Here is a setting that illustrates the basic structure: There is a space of instantaneous consumptions $$X$$ and for each period $$T$$ a utility function $$U^T:X^{T-1}\times X^\infty\to\mathbb{R}$$. Consumption streams are infinite to save on notation. The interpretation is that $$U^T$$ gives in period $$T$$, depending on past consumption in $$X^{T-1}$$, preferences over future consumption streams in $$X^\infty$$. If tastes never change, we would have for two consumption streams $$(x_1,\ldots,x_{T-1},x_T,x_{T+1},\ldots)$$ and $$(x_1,\ldots,x_{T-1},y_T,y_{T+1}\ldots)$$ that have the same consumption in the first $$T-1$$ periods that $$U^1(x_1,\ldots,x_{T-1},x_T,x_{T+1},\ldots)\geq U^1(x_1,\ldots,x_{T-1},y_T,y_{T+1}\ldots)$$ holds if and only if $$U^T\big((x_1,\ldots,x_{T-1}),(x_T,x_{T+1},\ldots)\big)\geq U^T\big((x_1,\ldots,x_{T-1}),(y_T,y_{T+1},\ldots)\big).$$ If this is not the case, tastes change. Since people have different preferences at different periods, there are many ways to model the resulting actual behavior between the various "selves."

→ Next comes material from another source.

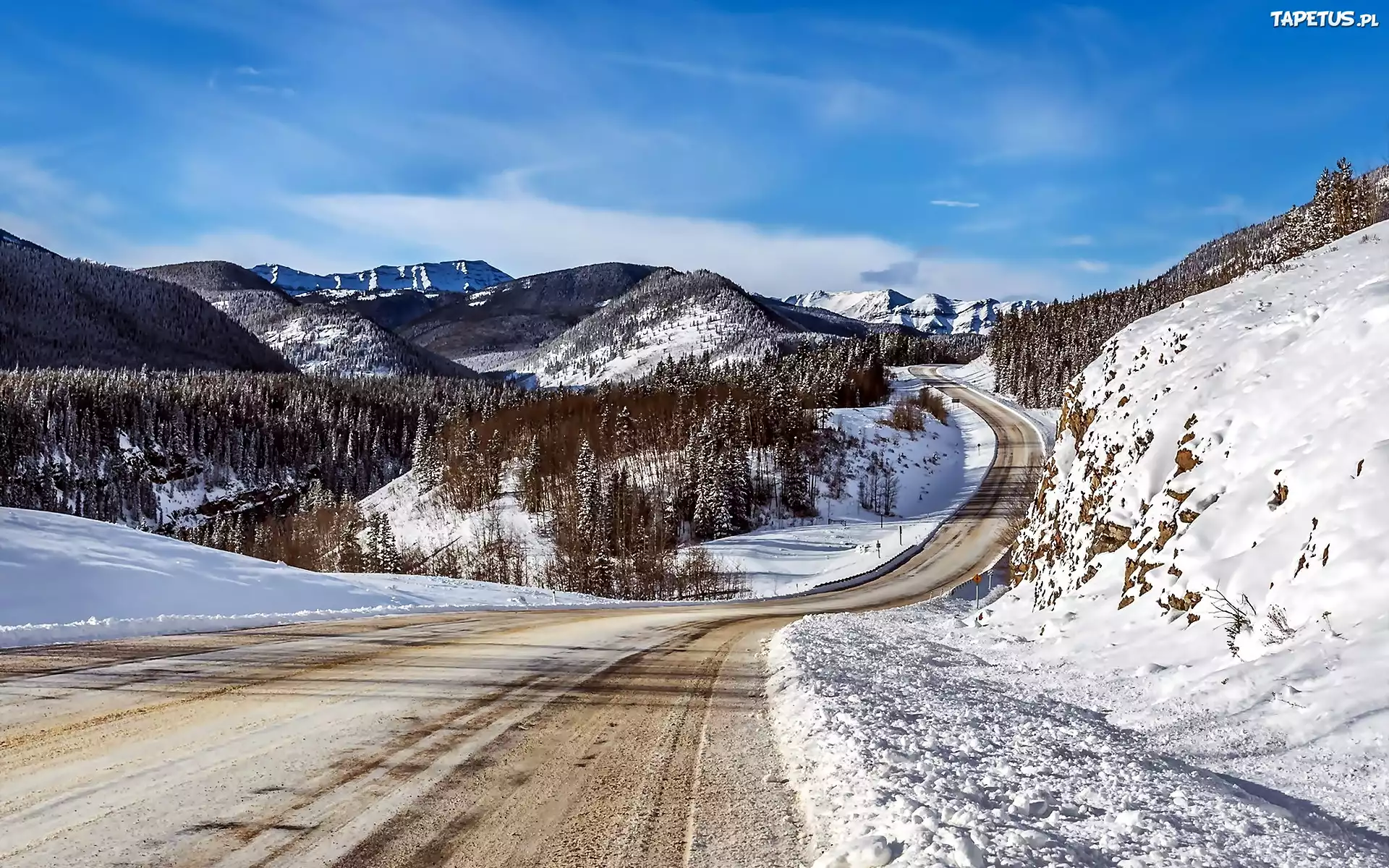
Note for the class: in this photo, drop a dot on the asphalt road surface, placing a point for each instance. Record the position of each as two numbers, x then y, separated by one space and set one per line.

In this formulation, preferences need not be additively separable, and no instantaneous utility function needs to exist. However, we may assume such a representation. Then, there are for any two periods $$T$$ and $$t$$ a function $$u_t^T$$ such that $$U^T\big((x_1,\ldots,x_{T-1}),(x_T,x_{T+1},\ldots)\big)=u_1^T(x_1)+\ldots+u^T_{T_1}+\sum_{h=0}^\infty u^T_{T+h}(x_{T+h}).$$ In such a setting, past consumption is irrelevant.